Long Read  

Does ESG have a future?

"I had a look at three different reports [earlier] and environmental dominates all of them, to the extent that the social is often just a few lines. ESG in Europe right now is just environmental, but we are starting to see the launch of thematic funds.”

Tom Sparke, investment director at discretionary fund house GDIM, says: “I think some parameters need to be set – will the fund strive for the best in E, S and G, or accept that some negative aspects are a natural by-product of change?

"Examples such as mining for the natural resources essential for electric vehicles or the positive impact of Tesla being overshadowed by its poor governance are just two of a plethora of issues that ESG allocators must face.”

Thematic funds would likely focus on a particular ESG theme, for example, social inclusion, and are not aspiring to be catch-all funds.

Baig views thematic approaches as individual “solutions” to suit different clients, and says that new thematic ESG funds will be launched by Aviva Investors in response to client demand. 

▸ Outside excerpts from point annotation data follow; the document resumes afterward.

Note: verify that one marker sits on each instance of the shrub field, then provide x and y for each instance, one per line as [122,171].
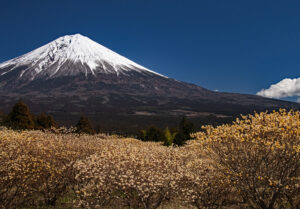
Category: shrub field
[253,163]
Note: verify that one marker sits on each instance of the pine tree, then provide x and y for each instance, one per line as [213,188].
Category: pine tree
[169,137]
[20,117]
[84,126]
[44,121]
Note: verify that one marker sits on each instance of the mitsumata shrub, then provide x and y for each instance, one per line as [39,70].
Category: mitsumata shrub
[253,163]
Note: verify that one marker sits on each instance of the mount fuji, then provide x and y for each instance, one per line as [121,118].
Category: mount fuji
[74,75]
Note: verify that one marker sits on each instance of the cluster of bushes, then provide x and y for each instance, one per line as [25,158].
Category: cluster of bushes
[176,136]
[20,118]
[253,163]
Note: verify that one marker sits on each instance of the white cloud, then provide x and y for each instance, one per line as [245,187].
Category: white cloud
[284,88]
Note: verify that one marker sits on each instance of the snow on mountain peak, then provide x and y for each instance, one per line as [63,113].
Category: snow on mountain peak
[78,49]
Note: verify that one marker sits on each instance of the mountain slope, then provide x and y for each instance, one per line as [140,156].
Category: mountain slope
[74,75]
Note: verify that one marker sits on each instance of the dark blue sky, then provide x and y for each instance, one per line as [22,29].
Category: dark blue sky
[236,46]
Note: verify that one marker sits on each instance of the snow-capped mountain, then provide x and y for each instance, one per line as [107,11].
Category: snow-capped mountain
[74,75]
[70,55]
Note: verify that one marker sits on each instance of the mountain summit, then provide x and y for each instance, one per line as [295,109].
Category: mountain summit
[74,75]
[69,55]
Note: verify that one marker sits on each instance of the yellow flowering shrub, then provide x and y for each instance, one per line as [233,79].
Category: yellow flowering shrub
[260,156]
[252,163]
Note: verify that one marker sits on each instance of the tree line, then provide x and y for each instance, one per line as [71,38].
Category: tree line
[20,118]
[175,136]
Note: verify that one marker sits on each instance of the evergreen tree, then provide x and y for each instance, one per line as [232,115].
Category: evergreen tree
[44,121]
[142,135]
[179,139]
[20,117]
[186,128]
[84,126]
[169,137]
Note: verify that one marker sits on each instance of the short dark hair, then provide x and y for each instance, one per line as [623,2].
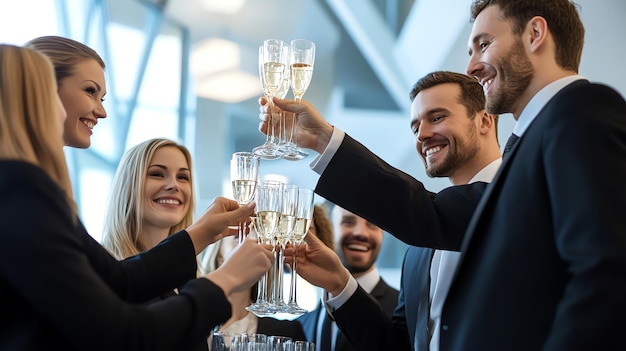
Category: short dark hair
[563,21]
[472,95]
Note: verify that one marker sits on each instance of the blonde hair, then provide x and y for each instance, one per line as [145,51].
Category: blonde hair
[64,53]
[124,213]
[29,131]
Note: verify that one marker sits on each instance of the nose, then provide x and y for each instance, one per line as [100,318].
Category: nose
[474,67]
[100,111]
[423,133]
[171,184]
[360,229]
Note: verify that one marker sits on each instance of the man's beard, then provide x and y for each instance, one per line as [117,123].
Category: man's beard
[464,150]
[516,72]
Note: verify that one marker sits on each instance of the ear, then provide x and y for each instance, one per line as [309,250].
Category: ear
[487,122]
[537,30]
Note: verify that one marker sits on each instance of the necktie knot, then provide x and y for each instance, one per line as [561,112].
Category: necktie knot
[509,143]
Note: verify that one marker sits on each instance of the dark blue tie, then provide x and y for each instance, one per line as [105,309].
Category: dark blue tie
[509,143]
[327,334]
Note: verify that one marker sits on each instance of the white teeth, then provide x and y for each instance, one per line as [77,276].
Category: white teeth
[487,84]
[432,150]
[358,247]
[88,123]
[168,201]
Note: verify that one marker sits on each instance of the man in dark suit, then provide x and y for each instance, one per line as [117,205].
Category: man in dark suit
[543,262]
[358,243]
[455,138]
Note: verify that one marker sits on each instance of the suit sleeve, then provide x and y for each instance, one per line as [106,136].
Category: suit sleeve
[355,178]
[587,197]
[46,270]
[367,326]
[148,274]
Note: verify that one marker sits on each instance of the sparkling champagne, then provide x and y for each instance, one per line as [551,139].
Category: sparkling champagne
[300,229]
[243,191]
[285,227]
[272,76]
[301,74]
[267,223]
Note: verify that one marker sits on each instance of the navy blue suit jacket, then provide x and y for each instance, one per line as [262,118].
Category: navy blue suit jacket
[413,310]
[383,295]
[544,256]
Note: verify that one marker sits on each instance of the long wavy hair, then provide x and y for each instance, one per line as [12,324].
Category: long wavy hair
[28,130]
[65,54]
[124,213]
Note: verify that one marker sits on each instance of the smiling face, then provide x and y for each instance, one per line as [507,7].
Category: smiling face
[498,59]
[82,94]
[446,138]
[167,190]
[358,241]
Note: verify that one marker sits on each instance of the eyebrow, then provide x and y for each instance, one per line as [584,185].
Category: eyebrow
[432,111]
[477,38]
[165,167]
[98,87]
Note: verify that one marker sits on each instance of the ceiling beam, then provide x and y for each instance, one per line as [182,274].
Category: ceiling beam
[367,28]
[426,38]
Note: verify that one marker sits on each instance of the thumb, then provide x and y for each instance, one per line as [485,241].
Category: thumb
[243,212]
[312,241]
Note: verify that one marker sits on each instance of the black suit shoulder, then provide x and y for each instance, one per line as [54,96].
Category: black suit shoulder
[273,326]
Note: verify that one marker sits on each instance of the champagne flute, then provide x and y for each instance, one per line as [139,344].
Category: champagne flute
[285,228]
[269,197]
[304,217]
[303,346]
[284,135]
[244,174]
[301,60]
[273,56]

His company offers both a dedicated environment fund and a dedicated social fund, and while both are marketed as ESG funds, “we would never expect two such funds to have completely the same holdings, but we think thematic is going to be important in the years to come”. 

Kenny says that while thematic funds are launching, he thinks they will be in addition to, rather than instead of, generalist ESG funds. 

In contrast, Sparke says thematic funds may be the future of ESG. He says: "I do think that the future may be for more focused funds, to deal with certain issues. I think that a low-carbon-focused fund or a socially responsible fund could make more of an impact than a fund that is broadly skirting all of these issues."

Lisa Beauvilain, global head of sustainability at Impax Asset Management, says one has to start from the premise that “there is no perfect company”, and focus on whether companies are moving in the right direction on each of the issues, something which may involve clients making short-term compromises, but the nature and extent of these compromises may also challenge each individual client's perception of what they are investing in and why. 


The Sustainable Finance Disclosure Regulation, and whatever comes from the UK, are an attempt to provide a framework along the lines advocated by Sparke, with a fund classified by its level of intent around ESG. 

Hugh Cuthbert, fund manager at SVM, says a more generalist approach to ESG may be more appropriate for most clients, but the present SFDR system of regulation, which classifies ESG funds according to certain criteria, is unhelpful for those seeking to have a broad ESG exposure.